У порога раздался тонкий насмешливый голосок:

– Что за шум, а драки нету? Опять Валерий Павлович буянит?

В кабинет вальяжною походкой ввалился орденоносец, овеянный трудовой славой мастер пружинного участка Леонид Васильевич Лось. Следом за ним вошло еще несколько человек в рабочих куртках.

– Да,– сказал Добрынин. – Опять пришел ко мне правду-матку искать.

– Так ведь достали уже! – вскричал Валерий Павлович, размахивая руками. – Достали! Сил моих больше нет!

Лось иронически улыбнулся. Он неспешно приблизился к столу и уселся на одном из стульев. Это был маленький щуплый человечек, с фигурой тринадцатилетнего подростка хотя ему уже давно перевалило за пятый десяток.

– Двадцать пять лет на заводе работаю – а такого бардака еще не видел! – кипятился Рябоконь. – Похоже, нами управляют полные идиоты! То есть абсолютно, без всяких надежд на выздоровление!

Лось сложил узкие болезненные губы в зеленую змеиную ухмылочку и как-то по-особенному противно приквакнул, покачивая маленькой, как у макаки, головой:

– То ли еще будет? То ли еще будет… Ой–ей–ей!

– Да что? Что может быть еще? – вспылил Рябоконь. – Завод раскурочили, суда – уже почти готовые! – порезали в металлолом и вывезли буржуям за бугор! «Товарища» бросили на произвол судьбы! Теперь вот выводим страусовые яйца и шьем чехлы для матрасов! Полнейший бред! Абсурд! Может быть, давайте еще начнем, по указанию великого товарища Чена, задом наперед ходить?!

Расселись на стульях и остальные участники действа – всего около десяти человек.

– А что? Идея неплохая,– загудел начальник участка правых перчаток, Николай Харитонович Перетятько. – По-моему, еще пока никто не додумался до такого эксперимента?

Он тоже был одним из флагманов производства, но в отличие от флагмана Лося, в облике которого преобладали сухие, резкие черты трудного подростка, флагман Перетятько радовал взоры собравшихся своими округлыми формами.

Добрынин постучал ладонью по столу, как учитель в классе.

– Ну, все, все.
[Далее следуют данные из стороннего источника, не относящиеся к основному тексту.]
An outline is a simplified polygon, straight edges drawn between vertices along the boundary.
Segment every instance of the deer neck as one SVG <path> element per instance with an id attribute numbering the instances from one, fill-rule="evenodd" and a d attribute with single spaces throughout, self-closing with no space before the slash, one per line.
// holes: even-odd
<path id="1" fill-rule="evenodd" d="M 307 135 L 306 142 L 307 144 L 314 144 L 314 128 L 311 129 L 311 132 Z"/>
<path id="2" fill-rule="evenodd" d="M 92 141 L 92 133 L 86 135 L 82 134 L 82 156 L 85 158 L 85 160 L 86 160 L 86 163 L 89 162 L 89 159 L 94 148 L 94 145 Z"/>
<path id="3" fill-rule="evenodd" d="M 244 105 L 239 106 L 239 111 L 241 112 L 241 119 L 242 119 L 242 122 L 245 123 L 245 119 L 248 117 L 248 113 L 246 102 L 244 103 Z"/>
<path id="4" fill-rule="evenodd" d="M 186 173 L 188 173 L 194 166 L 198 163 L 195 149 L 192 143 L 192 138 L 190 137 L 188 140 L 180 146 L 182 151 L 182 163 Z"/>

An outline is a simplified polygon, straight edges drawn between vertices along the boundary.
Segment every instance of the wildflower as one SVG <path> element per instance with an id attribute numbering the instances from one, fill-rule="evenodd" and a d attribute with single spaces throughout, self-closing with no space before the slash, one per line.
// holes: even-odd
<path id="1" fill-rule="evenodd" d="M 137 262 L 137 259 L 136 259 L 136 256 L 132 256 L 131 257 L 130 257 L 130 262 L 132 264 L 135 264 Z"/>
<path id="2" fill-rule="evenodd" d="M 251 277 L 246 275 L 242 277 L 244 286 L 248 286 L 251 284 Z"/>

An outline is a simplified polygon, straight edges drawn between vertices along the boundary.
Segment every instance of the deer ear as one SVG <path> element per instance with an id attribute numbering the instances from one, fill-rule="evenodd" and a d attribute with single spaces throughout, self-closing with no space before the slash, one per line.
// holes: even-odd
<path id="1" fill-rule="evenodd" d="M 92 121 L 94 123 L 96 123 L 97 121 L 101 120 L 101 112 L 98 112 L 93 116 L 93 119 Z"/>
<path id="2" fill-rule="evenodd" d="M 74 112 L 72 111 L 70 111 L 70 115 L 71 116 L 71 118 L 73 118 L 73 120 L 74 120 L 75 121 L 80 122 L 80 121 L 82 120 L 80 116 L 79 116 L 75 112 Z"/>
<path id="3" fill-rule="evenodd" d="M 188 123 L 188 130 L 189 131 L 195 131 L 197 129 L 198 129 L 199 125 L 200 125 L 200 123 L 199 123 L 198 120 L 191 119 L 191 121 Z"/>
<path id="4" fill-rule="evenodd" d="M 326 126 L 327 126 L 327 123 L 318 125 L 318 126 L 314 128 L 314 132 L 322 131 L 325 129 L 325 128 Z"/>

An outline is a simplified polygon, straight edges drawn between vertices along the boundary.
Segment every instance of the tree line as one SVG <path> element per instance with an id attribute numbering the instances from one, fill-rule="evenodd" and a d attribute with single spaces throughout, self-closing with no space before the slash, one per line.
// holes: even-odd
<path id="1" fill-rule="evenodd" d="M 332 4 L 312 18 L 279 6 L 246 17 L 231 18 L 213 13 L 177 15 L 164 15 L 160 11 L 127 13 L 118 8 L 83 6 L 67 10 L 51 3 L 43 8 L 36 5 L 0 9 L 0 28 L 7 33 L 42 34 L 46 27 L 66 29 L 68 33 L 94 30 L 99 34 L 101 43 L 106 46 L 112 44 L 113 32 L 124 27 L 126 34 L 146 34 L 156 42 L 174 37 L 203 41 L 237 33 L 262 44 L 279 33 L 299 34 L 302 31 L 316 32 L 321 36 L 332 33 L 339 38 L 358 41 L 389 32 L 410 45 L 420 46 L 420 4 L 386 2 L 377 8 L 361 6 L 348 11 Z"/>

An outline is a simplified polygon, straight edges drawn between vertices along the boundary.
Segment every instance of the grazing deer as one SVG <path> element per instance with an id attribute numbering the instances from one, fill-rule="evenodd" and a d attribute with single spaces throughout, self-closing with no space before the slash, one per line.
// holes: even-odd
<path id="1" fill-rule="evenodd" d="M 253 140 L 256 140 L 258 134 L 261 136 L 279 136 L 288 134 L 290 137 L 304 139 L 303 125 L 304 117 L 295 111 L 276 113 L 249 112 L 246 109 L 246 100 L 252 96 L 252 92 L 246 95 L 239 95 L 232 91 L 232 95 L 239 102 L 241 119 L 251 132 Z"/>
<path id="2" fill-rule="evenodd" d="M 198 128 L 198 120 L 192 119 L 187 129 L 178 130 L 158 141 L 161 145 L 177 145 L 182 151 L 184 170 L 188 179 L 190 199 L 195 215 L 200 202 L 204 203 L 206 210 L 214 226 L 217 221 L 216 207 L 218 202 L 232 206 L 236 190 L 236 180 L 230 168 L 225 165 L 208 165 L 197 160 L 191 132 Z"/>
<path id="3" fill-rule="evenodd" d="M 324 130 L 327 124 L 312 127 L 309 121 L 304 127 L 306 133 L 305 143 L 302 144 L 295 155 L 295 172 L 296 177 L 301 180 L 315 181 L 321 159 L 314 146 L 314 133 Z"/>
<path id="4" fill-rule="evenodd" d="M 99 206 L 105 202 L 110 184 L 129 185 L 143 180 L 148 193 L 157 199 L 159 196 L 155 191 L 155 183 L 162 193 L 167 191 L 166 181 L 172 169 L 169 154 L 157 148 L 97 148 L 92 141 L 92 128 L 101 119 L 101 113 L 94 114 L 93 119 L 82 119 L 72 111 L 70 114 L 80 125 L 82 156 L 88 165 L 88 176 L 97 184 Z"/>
Угомонились.

Главным его недостатком, как руководителя нового типа, являлась совершенно недопустимая, в условиях жесточайшей классовой борьбы, мягкотелость. Или, по весьма меткому выражению одного из великих учителей Дэн-бен-этизма, идиотская мягкотелость. От Добрынина или, как его за глаза называли, Добрыни – если посмотреть на дело здраво, непредвзято, по Чен-Пэн-Деновски,– за версту несло какой-то гнилой интеллигентщиной. Он не только не умел нахамить, обложить своих подчиненных многоярусным лагерным матом, но даже и грохнуть-то кулаком по столу эдак по-свойски, по-рабочекрестьянски, не умел.

– А что? Прикажут – и будем ходить, – не обращая внимания на мягкотелого начальника, сказал Лось, небрежно закидывая ногу на ногу. – Или ты уже забыл, в какой стране мы живем?

Он прикрыл свое колено красиво расписанной – словно пасхальное яичко – каской:

– Вон Сероштан – выводит страусовые яйца, и ничего,– с каким-то даже мазохистским наслаждением вновь забубнил Лось,– Вначале тоже все кричал, что он, видите ли, без кораблей и дня прожить не может. А партия сказала: «Надо, Федя, надо!» – и он ответил четко, по нашенскому: «Зер гуд!»

Марья Ивановна, по прозвищу Железная Леди, спросила:

– А, правда, что «Серые штаны» в Австралию по обмену опытом посылают?

Прозвище Железная Леди она получила благодаря тому, что в стародавние времена, когда реки еще текли киселем, а их завод строил корабли, она была начальником ПРБ и имела непосредственное отношение к металлу.

Навряд ли,– сказал Иван Иванович. – А вот Чудаков, говорят, поедет.

– Так он же в Японии,– подивилась Марья Ивановна.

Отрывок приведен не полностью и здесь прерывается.